Tiers: Software in NOAA has a broad range of intended uses. For the purpose of this Administrative Order, NOAA identifies the following broad categories (“tiers”) of intended and/or active use within NOAA, ordered to align with the policy areas described in section 7 (e.g., Quality Assurance and Documentation). The tier assignment for software packages does not need to be static and may change during its life cycle. Software types provided in brackets are intended as examples only.
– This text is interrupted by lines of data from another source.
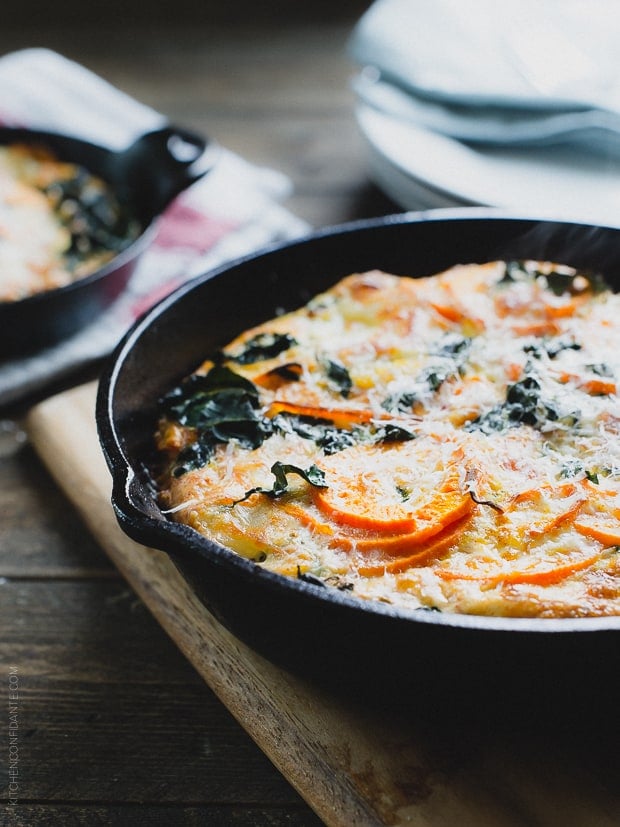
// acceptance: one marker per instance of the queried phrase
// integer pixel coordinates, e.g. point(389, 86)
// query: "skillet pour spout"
point(324, 634)
point(146, 177)
point(158, 166)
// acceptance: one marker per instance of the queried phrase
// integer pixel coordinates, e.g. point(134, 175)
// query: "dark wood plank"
point(109, 710)
point(122, 815)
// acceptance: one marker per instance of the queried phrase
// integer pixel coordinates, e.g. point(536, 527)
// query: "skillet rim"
point(102, 285)
point(179, 541)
Tier 0: Trivial software for individual use (e.g., a custom calculator in spreadsheet software).
Tier 1: Simple software for one-time publicly visible use (e.g., plotting scripts for a publication).
Tier 2: Software for daily or one-off use (e.g., internal monitoring software, web visualization software, supporting academic papers) but with a limited scope of outputs, simple interactions with other software, and minimal consequences of failures. Tier 3: Software tools for repeated use: developmental. This software is generally developed as a product intended for repeated use or public release (e.g., development of simulation models and development of retrieval algorithms for observing systems).
Tier 4: Software tools for repeated use: mature. Software systems similar to tier 3, mature enough, for instance, applied research, or broad public distribution.
Tier 5: Software with active full support of its end-to-end components (e.g., simulation software used and supported by a broad community, such as weather, ocean, climate, fisheries, and navigational advisory models).

SECTION 6. PRINCIPLES.

Laws and policies require NOAA, in most cases, to publicly distribute software that is used for its mission, generally with exemptions for classified or proprietary third-party software, or software whose release is otherwise restricted by law (see Section 2, Clause 12). This requirement applies to all software that NOAA develops for its mission, either within NOAA, or with external partners, including software that is wholly or predominantly developed outside of NOAA.
NOAA benefits from using software that is developed and maintained by a large and diverse community. These benefits are established in the initial report of the Unified Modeling Task Force (now Unified Modeling Committee) under the NOAA Research Council (Link, et al. 2017, https://repository.library.noaa.gov/view/noaa/14156).³ Such an approach benefits research, operations, and transitions between the two, as well as other transitions, such as to commercialization.
In order to achieve the benefit of community-developed software, NOAA must adhere to the same software standards and best practices for quality assurance and documentation that it expects from its outside collaborators.
Effective community modeling for both NOAA and the broader community requires identification of and adherence to best practices within the confines of laws and policies relevant to software used and (partially) developed by Federal employees or with Federal funding. This is enabled by:
1. Tiering of software. Not all software is equal. NOAA defines different tiers to find a balance between the additional work required to release high-quality software to the public, and the benefit of high-quality software releases to enable and leverage community contributions to software for better serving NOAA’s mission.
2. Public release requirements. Tiering allows for defining minimum levels of QA, documentation and support of software identified for various internal use and for public release.
3. Intellectual Property (IP) consideration. For all software NOAA uses and co-develops, IP ownership issues need to be addressed before software can be released publicly or transitioned into operations. To avoid potentially significant legal issues at this stage, IP ownership and accompanying rights must be addressed clearly and proactively prior to software development.
The public benefits from open access to the software developed by NOAA employees and with NOAA funding. Such access increases transparency, promotes confidence in NOAA science, and encourages new and innovative uses of such software by researchers and entrepreneurs.
Intellectual property rights inherently exist for all software products developed and codeveloped in the execution of NOAA’s mission. These rights will drive if and how software may be distributed and licensed. A detailed discussion of these issues can be found in the handbook.
Intellectual property rights and attribution may be further communicated through the issuance of a DOI on software publicly released by NOAA.
Retirement of software by NOAA is an essential part of NOAA software management, in particular with respect to discontinuing support and maintenance, and is required for software that is no longer supported or being maintained. Procedures for software retirement are discussed in the Handbook.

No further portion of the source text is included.